Roster spots 25 and 26 are not the only ones that look comically different.  In the Opening Day lineup against the Rays, Kelvin Gutierrez started at third base.  DJ Stewart pinch hit, and Owings pinch ran.  Paul Fry was the last pitcher on the mound for the Orioles.  John Means was the starting pitcher, and he only played two games this year due to injury while the rest of the rotation has done an admirable job covering innings.

Nine guys on the active roster did not play for the Orioles in April.  Before calling up top prospects like Rutschman, Gunnar Henderson, Terrin Vavra, Kyle Stowers, and Kyle Bradish, the April Orioles still look like a team pushing through the rebuild slog.  They are not the team we recognize in September.

Now, the players at the beginning of the year are not totally different.  The first seven hitters from that game in St. Pete are all everyday starters, and Trey Mancini is the only one no longer on the Orioles because he has played well, not poorly.  The same is true in the bullpen, where Bryan Baker, Cionel Perez, Dillon Tate, and Jorge Lopez each pitched on April 8th.
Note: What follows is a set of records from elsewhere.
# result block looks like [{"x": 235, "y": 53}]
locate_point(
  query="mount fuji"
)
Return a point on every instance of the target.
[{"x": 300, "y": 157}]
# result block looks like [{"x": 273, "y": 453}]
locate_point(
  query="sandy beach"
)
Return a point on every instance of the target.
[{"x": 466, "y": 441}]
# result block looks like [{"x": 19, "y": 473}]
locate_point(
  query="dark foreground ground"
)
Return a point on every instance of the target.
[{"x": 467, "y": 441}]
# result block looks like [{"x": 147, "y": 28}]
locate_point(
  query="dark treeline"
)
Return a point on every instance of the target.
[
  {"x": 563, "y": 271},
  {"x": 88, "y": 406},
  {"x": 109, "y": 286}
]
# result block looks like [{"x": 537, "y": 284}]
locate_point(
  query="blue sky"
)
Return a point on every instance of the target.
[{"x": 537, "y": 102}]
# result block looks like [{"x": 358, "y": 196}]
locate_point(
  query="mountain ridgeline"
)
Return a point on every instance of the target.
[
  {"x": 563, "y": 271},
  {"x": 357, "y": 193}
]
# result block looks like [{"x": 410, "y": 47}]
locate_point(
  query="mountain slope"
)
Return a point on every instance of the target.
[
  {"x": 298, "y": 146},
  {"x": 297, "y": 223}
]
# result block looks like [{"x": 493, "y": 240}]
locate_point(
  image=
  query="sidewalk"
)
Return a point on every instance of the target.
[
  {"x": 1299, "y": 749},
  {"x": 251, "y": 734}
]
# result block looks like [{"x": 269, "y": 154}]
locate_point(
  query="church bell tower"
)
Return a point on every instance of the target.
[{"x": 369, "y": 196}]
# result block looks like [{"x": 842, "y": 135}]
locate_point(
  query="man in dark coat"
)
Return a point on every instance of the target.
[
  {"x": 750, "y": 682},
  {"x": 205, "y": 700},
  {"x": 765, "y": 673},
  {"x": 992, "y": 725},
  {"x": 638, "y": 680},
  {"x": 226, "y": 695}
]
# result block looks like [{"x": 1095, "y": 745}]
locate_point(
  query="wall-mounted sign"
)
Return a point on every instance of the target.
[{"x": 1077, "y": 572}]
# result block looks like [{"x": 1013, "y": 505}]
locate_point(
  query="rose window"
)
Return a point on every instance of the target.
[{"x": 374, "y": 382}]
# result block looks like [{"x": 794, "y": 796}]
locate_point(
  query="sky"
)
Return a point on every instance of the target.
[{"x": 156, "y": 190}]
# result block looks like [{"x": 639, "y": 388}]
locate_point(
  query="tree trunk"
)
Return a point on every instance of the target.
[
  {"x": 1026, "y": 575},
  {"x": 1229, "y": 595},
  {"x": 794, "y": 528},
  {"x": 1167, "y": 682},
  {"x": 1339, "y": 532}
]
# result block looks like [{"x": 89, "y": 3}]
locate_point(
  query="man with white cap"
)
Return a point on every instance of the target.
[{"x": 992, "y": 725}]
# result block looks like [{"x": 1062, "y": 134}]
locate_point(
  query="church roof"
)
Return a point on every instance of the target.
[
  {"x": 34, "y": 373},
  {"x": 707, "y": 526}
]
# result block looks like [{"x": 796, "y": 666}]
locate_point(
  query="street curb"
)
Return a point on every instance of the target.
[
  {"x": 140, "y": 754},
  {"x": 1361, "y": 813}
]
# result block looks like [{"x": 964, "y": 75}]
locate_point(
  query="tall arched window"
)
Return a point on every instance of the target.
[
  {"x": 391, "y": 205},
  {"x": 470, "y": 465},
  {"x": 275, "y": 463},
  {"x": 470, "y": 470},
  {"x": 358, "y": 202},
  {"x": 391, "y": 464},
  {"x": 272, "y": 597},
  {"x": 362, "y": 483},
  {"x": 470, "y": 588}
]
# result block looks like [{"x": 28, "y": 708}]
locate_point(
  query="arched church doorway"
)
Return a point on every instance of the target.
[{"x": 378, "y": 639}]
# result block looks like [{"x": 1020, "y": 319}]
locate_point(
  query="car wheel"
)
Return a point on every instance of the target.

Many of the usual suspects were expected to be good, but to some extent it is surprising how many are still around.  Ramon Urias and Jorge Mateo were the middle infield starters because they had good showings down the stretch in 2021, but it was no guarantee they would hold onto their jobs for all of 2022.  Baker, Perez, and Joey Krehbiel were bargain bin finds who could have been short-term O’s like dozens of other pitchers over the last four years.

Since nearly everyone in the world expected the Orioles to lose 100+ games this season, the front office entered 2022 acting like it was another rebuild year.  They were still throwing things against the wall to see what would stick.  A competitive team was reaching the horizon but not in the immediate future.

Now with many ranked prospects in the Majors, the outline of the next championship team is visible.  The jury is still out on whether Vavra, Stowers, and DL Hall will stick around, but Rutschman and Henderson certainly will.  The same can be said of Cedric Mullins as a core member, while Austin Hays, Ryan Mountcastle, and Anthony Santander might stay a while or get traded.  Dean Kremer and Bradish are cementing rotation spots while Austin Voth and Tyler Wells could be successful swingmen next year with the arrival of Grayson Rodriguez and a high-end free agent.

Every season there are a number of forgettable Orioles who only play a few games for the team.  But I think that truism applies to this year’s crew more so than the past few since this season has been so memorable.  We will talk for decades about how a catching prospect turned around the franchise, but the man he replaced will be the answer to an obscure trivia question.